Ooo, I was just a poet and didn’t know it.

But I am a mess.

Sometimes, I frighten people with my friendliness. It comes across too strong a little too early. I am an acquired taste, a bit odd and unusual. And sometimes I confuse someone who is friendly and nice to everybody with someone who genuinely wants to be my friend.

In other words, I’m unique.

So are you.

Maybe you’ve tried way too hard to make someone like you or be your friend.

Maybe you’ve wondered why all the people in your life seem gradually withdraw from you and go away after a while. Maybe even family members. Or spouses. The ones closest to you who you thought would always be there.

Here’s the thing. To God, you’re beautiful. To God, you’re a priceless work of art. To God, your worth is more than the very lifeblood of His only Son, all the agony and torture of a painful death on a cross. You matter.

I’ve come to believe the right people will see your mess and stick around anyway.

The right people will call out the good they see in you and help you to see it in yourself. They will help you remember that song in your heart when you’ve forgotten the words.

Even a Van Gogh painting probably looked like a mess when it was still in progress. And that’s what you are, dear friend.

A work in progress. A masterpiece in the making.
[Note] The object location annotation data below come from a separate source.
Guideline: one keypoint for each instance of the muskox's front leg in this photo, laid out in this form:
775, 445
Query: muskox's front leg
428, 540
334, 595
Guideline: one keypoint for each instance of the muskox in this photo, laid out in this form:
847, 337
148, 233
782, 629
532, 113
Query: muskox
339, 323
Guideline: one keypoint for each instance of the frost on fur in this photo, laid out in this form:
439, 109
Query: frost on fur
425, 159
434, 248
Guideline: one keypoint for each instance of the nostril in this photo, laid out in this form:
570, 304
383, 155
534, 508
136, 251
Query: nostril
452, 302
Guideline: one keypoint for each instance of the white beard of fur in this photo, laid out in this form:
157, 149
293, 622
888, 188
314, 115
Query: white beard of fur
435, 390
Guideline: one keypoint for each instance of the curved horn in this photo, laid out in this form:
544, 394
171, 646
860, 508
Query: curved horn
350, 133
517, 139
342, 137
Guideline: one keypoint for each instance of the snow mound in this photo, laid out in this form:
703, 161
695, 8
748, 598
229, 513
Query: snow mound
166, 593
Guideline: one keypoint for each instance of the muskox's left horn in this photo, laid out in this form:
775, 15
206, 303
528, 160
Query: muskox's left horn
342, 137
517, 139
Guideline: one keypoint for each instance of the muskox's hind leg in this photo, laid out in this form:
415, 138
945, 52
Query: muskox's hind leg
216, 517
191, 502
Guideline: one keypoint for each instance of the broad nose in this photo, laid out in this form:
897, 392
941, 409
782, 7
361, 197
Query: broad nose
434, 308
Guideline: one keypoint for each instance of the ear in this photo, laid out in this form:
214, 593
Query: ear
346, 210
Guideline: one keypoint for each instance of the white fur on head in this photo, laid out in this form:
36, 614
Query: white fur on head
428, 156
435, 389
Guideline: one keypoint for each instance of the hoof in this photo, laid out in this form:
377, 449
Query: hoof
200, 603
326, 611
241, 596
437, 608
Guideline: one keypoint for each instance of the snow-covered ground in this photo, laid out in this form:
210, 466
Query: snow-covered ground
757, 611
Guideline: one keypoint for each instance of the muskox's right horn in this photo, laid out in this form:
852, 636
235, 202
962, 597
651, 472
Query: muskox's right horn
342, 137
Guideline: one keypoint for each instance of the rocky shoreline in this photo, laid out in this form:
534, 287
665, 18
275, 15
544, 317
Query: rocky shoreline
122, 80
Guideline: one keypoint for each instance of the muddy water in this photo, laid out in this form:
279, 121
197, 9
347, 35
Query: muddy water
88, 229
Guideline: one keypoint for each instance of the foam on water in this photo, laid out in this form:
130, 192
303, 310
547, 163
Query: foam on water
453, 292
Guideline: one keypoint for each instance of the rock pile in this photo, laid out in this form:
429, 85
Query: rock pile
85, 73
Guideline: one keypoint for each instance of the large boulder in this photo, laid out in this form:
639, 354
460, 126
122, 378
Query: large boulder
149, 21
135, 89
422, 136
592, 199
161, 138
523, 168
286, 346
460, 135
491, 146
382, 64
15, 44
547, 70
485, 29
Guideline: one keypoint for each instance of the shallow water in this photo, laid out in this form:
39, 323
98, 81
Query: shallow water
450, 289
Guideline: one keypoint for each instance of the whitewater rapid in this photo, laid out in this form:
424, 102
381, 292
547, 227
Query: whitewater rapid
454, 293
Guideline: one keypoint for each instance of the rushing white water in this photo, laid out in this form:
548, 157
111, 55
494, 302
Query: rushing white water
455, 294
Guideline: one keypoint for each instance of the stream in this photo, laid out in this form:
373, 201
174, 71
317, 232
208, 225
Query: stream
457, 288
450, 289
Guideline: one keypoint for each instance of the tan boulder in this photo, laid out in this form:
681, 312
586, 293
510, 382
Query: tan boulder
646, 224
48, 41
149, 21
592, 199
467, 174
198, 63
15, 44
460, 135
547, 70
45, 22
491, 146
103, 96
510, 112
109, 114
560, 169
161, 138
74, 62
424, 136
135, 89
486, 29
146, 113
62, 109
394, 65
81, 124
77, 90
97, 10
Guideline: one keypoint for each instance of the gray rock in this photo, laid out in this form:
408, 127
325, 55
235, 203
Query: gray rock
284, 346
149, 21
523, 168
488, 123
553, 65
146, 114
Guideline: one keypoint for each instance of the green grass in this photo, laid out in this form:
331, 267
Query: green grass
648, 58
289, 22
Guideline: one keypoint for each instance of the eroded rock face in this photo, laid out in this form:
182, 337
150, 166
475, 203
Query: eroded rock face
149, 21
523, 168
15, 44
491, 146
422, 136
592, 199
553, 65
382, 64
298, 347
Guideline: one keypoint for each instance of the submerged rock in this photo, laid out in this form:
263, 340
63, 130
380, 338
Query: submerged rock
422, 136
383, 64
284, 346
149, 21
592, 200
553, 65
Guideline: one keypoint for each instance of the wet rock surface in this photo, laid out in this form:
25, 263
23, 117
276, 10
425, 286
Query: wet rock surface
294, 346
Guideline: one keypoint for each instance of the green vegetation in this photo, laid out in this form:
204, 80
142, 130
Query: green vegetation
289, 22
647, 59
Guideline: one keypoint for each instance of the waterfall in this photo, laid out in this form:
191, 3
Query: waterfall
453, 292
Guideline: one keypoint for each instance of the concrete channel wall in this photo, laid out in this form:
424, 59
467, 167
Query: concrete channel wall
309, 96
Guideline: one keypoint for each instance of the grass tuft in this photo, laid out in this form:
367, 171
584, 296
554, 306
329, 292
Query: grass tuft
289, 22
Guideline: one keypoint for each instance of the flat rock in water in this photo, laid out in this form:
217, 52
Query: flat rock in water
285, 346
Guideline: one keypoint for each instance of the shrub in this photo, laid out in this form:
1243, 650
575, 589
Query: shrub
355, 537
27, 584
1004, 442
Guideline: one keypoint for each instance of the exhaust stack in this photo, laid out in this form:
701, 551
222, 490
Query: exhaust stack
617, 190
Heaven’s poetry etched onto lives, as one translation of Ephesians 2:10 puts it.

Don’t despair. Don’t give up or give in to the pressure to be someone else or (perish the very idea) try to be normal.

Take courage, dear heart. God made you to be you. He delights in you being you. He’s even helping you find your truest self, the “youest” you.

Christmas is all about messes. Do you think the manger scene was pristine? Do you think the place where Jesus arrived was a 5-star hotel? It was not.

If Jesus arrived in the middle of a messy manger, then He above anyone understands what messes look like and how to make them clean. Not better, not improved, but new.

Celebrate that you’re you and no one else. One day, you’ll find out that your part in God’s Story might not have been the leading role, but it was vital to the Story and you made a difference in the outcome.

These are just the thoughts of one hot mess directed to all the other hot messes out there.